Entrust matters because it turns identity verification into one feature inside a much larger security stack. After buying Onfido in April 2024, Entrust could sell document and selfie checks together with adaptive login controls, MFA, digital signing, certificates, and credential infrastructure, which is especially attractive for banks, governments, and large enterprises that already buy security from one vendor and want fewer systems to stitch together.

  • In practice, this means a buyer can use one vendor to onboard a customer, score login risk in real time, step up to stronger authentication when behavior looks suspicious, and then collect a legally binding signature on the same account journey.

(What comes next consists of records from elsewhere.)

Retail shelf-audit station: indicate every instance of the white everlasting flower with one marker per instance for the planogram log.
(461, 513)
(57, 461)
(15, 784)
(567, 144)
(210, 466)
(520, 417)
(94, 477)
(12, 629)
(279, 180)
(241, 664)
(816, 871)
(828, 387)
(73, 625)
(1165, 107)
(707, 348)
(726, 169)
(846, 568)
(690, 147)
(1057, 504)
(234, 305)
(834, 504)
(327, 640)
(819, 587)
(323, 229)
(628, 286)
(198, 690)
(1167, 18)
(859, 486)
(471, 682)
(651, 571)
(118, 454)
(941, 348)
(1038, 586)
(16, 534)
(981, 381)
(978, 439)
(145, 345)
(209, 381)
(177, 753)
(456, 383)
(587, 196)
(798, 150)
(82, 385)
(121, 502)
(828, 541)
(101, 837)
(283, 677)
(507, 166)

That is a broader workflow than a standalone IDV tool usually owns.
  • Entrust starts from deep roots in certificates, smart cards, IAM, and government procurement. Adding Onfido gives it front door identity proofing, document verification, and biometrics, so it can extend existing security contracts instead of fighting only on verification accuracy or coverage country by country.
  • That is a different competitive angle from MetaMap and Persona. MetaMap wins when the customer wants configurable checks across local records and financial data, especially in thinner coverage markets. Entrust wins when the security team is already the main buyer and wants IDV folded into a broader identity and trust stack.

The category is moving from point solutions toward bundled identity infrastructure. As more enterprises buy onboarding, authentication, signing, and credential management together, vendors that own a wider part of the user journey will gain procurement leverage, while specialists will keep winning where local data depth and workflow flexibility matter most.